Evaluating metabolic and genomic data for predicting rice grain traits

Evaluating metabolic and genomic data for predicting grain traits under high night temperature stress in rice.

Paper: https://doi.org/10.1093/g3journal/jkad052
Codes: https://github.com/yebigithub/VTUNL_Rice

Abstract
The asymmetric increase in average nighttime temperatures relative to increase in average daytime temperatures due to climate change is decreasing grain yield and quality in rice. Therefore, a better genome-level understanding of the impact of higher night temperature stress on the weight of individual grains is essential for future development of more resilient rice. We investigated the utility of metabolites obtained from grains to classify high night temperature (HNT) conditions of genotypes, and metabolites and single-nucleotide polymorphisms (SNPs) to predict grain length, width, and perimeter phenotypes using a rice diversity panel. We found that the metabolic profiles of rice genotypes alone could be used to classify control and HNT conditions with high accuracy using random forest or extreme gradient boosting. Best linear unbiased prediction and BayesC showed greater metabolic prediction performance than machine learning models for grain-size phenotypes. Metabolic prediction was most effective for grain width, resulting in the highest prediction performance. Genomic prediction performed better than metabolic prediction. Integrating metabolites and genomics simultaneously in a prediction model slightly improved prediction performance. We did not observe a difference in prediction between the control and HNT conditions. Several metabolites were identified as auxiliary phenotypes that could be used to enhance the multi-trait genomic prediction of grain-size phenotypes. Our results showed that, in addition to SNPs, metabolites collected from grains offer rich information to perform predictive analyses, including classification modeling of HNT responses and regression modeling of grain-size-related phenotypes in rice.

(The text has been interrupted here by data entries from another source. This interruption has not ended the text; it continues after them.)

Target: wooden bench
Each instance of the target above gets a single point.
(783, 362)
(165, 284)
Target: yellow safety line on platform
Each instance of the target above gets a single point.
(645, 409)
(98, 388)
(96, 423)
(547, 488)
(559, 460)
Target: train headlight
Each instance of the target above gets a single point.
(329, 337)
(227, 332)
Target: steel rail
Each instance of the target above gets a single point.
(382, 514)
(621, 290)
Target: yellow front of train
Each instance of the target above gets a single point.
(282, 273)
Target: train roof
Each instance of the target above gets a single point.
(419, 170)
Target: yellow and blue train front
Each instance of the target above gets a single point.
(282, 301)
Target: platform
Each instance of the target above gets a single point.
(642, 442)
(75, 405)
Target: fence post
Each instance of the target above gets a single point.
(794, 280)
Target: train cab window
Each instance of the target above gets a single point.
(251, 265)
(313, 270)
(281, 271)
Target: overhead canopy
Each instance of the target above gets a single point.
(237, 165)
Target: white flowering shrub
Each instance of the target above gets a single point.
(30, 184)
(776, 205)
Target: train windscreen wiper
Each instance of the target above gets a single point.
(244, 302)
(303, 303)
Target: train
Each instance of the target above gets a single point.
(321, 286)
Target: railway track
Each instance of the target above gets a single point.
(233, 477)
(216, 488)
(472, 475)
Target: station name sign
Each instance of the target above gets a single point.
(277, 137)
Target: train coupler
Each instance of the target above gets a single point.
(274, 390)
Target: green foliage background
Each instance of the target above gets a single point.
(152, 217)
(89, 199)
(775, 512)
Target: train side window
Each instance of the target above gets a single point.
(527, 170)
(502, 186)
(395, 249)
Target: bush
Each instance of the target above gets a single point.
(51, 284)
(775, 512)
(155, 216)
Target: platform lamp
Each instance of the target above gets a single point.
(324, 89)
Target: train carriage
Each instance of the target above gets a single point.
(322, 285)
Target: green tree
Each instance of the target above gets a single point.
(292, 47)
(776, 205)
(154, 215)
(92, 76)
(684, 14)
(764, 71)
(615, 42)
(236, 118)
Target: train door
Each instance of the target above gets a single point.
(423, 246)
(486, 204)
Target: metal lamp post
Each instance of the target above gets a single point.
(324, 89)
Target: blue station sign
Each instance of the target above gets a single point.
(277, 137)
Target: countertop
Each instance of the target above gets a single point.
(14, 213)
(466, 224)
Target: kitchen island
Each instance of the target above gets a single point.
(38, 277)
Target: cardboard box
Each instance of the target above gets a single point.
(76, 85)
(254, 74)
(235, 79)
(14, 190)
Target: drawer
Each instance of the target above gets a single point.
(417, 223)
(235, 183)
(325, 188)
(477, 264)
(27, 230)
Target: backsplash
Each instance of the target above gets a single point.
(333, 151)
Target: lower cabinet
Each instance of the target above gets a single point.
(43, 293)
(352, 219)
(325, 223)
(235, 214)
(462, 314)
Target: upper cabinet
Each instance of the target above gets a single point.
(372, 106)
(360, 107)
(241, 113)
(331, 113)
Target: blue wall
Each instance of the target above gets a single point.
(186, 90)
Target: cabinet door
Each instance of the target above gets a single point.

Figure 1: Cross-validation (CV) design for binary classification of high night temperature stress conditions (A) and metabolimic and genomic prediction of grain size related pheno- types (B). Figure 2: Cross-validation design for multi-trait prediction. Scenario 1 (A) and Scenario 2 (B).
Figure 3: Correlation between metabolites and grain size phenotypes in control (A) and high night time temperature stress (B) conditions.

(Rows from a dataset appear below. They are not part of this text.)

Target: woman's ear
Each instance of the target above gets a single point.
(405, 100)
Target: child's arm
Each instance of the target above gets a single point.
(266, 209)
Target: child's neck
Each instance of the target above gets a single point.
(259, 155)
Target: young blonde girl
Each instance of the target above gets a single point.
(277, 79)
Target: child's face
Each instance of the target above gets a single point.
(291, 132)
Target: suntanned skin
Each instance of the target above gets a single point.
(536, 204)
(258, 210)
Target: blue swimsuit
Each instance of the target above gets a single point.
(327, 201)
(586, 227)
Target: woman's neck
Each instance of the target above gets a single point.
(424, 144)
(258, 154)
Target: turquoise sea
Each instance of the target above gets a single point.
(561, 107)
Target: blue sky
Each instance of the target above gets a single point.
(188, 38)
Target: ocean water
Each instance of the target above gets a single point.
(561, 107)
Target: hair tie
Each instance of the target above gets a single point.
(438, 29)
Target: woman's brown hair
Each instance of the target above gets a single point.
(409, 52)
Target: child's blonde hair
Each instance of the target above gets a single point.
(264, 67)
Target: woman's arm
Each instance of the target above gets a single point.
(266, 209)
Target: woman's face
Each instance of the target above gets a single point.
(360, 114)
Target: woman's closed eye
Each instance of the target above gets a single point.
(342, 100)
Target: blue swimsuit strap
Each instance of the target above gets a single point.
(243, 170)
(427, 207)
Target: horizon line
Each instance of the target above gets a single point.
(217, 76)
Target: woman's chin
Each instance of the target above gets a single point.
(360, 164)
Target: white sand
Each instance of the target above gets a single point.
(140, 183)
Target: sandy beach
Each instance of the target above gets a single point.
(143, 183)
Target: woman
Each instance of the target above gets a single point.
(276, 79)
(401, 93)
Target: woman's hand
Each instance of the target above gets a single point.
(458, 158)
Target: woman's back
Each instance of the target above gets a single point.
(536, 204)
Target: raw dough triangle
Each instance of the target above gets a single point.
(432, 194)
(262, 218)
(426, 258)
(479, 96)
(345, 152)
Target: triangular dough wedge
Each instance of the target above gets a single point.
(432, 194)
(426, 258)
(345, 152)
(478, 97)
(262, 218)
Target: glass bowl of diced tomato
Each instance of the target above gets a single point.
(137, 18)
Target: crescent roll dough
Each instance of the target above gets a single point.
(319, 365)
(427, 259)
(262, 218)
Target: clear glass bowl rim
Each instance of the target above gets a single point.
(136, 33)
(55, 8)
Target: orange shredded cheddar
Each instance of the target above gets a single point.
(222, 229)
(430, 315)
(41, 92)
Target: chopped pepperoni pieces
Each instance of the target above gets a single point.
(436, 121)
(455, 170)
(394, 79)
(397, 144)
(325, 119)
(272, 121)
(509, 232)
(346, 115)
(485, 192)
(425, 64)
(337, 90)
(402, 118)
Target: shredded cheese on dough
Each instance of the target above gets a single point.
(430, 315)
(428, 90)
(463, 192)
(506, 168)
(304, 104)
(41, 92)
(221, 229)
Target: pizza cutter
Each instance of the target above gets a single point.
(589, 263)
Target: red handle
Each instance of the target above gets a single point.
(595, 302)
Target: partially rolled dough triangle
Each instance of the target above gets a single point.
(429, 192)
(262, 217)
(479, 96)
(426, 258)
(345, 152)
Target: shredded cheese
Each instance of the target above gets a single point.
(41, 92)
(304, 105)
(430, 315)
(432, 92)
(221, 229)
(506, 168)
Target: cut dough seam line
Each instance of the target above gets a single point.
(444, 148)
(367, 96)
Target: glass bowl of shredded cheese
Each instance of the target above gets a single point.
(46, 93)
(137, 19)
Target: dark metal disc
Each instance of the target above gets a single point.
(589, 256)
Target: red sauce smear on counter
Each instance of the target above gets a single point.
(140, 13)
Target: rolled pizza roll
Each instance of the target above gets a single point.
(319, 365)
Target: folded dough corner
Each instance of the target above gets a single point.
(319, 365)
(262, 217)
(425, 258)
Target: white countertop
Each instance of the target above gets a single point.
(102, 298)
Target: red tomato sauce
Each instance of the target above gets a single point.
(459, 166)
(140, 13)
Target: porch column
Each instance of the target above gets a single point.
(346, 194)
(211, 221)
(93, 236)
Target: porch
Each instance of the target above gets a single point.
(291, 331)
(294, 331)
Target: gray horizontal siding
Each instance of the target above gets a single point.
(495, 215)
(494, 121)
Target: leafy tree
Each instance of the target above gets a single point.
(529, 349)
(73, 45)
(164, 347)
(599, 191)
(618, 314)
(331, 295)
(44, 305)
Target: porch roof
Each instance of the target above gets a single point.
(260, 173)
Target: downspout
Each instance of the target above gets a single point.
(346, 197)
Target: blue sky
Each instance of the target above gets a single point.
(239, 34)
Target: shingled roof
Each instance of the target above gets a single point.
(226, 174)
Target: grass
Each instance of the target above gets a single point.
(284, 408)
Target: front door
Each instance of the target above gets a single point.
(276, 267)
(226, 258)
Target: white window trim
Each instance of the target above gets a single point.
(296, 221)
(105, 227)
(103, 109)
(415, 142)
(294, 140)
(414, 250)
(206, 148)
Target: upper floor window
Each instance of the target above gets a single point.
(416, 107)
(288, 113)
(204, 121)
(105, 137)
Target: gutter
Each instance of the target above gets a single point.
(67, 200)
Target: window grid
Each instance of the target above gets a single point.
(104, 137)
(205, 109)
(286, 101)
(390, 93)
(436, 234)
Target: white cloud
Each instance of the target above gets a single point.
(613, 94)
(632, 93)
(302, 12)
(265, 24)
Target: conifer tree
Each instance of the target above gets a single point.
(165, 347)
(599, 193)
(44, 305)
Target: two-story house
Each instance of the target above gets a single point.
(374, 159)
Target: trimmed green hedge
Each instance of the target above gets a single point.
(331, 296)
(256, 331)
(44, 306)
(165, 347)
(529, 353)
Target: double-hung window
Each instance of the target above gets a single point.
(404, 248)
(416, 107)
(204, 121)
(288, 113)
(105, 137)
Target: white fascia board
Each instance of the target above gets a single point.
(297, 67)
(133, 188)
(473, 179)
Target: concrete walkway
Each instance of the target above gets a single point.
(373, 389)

Figure 4: Classification accuracy of high night time temperature conditions (control and stress) using 73 metabolites. LR: logistic regression; SVM: support vector machine; RF: random forest; and XGBoost: extreme gradient boosting.
Figure 5: Predictive correlations of grain length using metabolic prediction in control and high night time temperature stress conditions. The percentages on the bottom right show the number of cross-validation resampling runs that the model on the x-axis performed better than the model on the y-axis. MOLS: metabolic ordinary least squares; MBLUP: metabolic best linear unbiased prediction; RF: random forests; SVR: support vector regression; and XGBoost: extreme gradient boosting.

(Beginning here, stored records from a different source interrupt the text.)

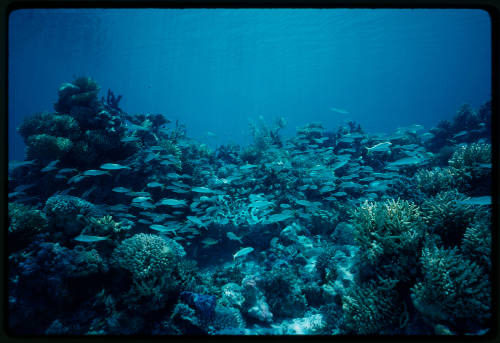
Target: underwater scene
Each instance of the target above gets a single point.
(255, 172)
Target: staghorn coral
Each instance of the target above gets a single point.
(373, 308)
(446, 216)
(384, 230)
(476, 241)
(46, 148)
(452, 288)
(24, 223)
(467, 158)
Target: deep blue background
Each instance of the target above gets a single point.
(215, 69)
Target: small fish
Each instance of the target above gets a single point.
(89, 238)
(209, 241)
(113, 166)
(201, 190)
(67, 170)
(151, 156)
(144, 205)
(261, 204)
(129, 139)
(17, 164)
(141, 199)
(248, 166)
(279, 217)
(163, 228)
(195, 220)
(121, 190)
(407, 161)
(22, 188)
(243, 252)
(93, 172)
(384, 146)
(173, 176)
(51, 166)
(171, 202)
(233, 237)
(304, 202)
(326, 189)
(481, 201)
(167, 163)
(154, 184)
(338, 110)
(144, 221)
(339, 194)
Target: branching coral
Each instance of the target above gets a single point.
(467, 158)
(453, 287)
(437, 180)
(393, 228)
(373, 308)
(476, 241)
(24, 223)
(447, 216)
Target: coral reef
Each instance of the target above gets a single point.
(122, 224)
(452, 289)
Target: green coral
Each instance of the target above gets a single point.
(24, 223)
(452, 288)
(447, 216)
(476, 241)
(373, 307)
(45, 147)
(284, 294)
(388, 230)
(468, 158)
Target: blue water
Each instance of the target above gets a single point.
(216, 69)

Figure 6: Predictive correlations of grain width using metabolic prediction in control and high night time temperature stress conditions. The percentages on the bottom right show the number of cross-validation resampling runs that the model on the x-axis performed better than the model on the y-axis. MOLS: metabolic ordinary least squares; MBLUP: metabolic best linear unbiased prediction; RF: random forests; SVR: support vector regression; and XGBoost: extreme gradient boosting.
Figure 7: Predictive correlations of grain perimeter using metabolic prediction in control and high night time temperature stress conditions. The percentages on the bottom right show the number of cross-validation resampling runs that the model on the x-axis performed better than the model on the y-axis. MOLS: metabolic ordinary least squares; MBLUP: metabolic best linear unbiased prediction; RF: random forests; SVR: support vector regression; and XGBoost: extreme gradient boosting.
Figure 8: Predictive correlations of grain length, grain width, and grain perimeter using metabolic, genomic, and multi-omic prediction models in control and high night time tem- perature stress conditions. The percentages on the bottom right show the number of cross- validation resampling runs that the model on the x-axis performed better than the model on the y-axis. MBLUP: metabolic best linear unbiased prediction; GBLUP: genomic best linear unbiased prediction; and GMBLUP: genomic and metabolic best linear unbiased prediction
Figure 9: Predictive correlations of Scenario 1 multi-trait (bivariate) genomic prediction for grain length, grain width, and grain perimeter when metabolites were used as a secondary phenotype under control and high night time temperature stress conditions. The horizontal lines indicate the predictive correlations of single-trait genomic prediction.
Figure 10: Predictive correlations of Scenario 2 multi-trait (bivariate) genomic prediction for grain length, grain width, and grain perimeter when metabolites were used as a secondary phenotype under control and high night time temperature stress conditions. The horizontal lines indicate the predictive correlations of single-trait genomic prediction.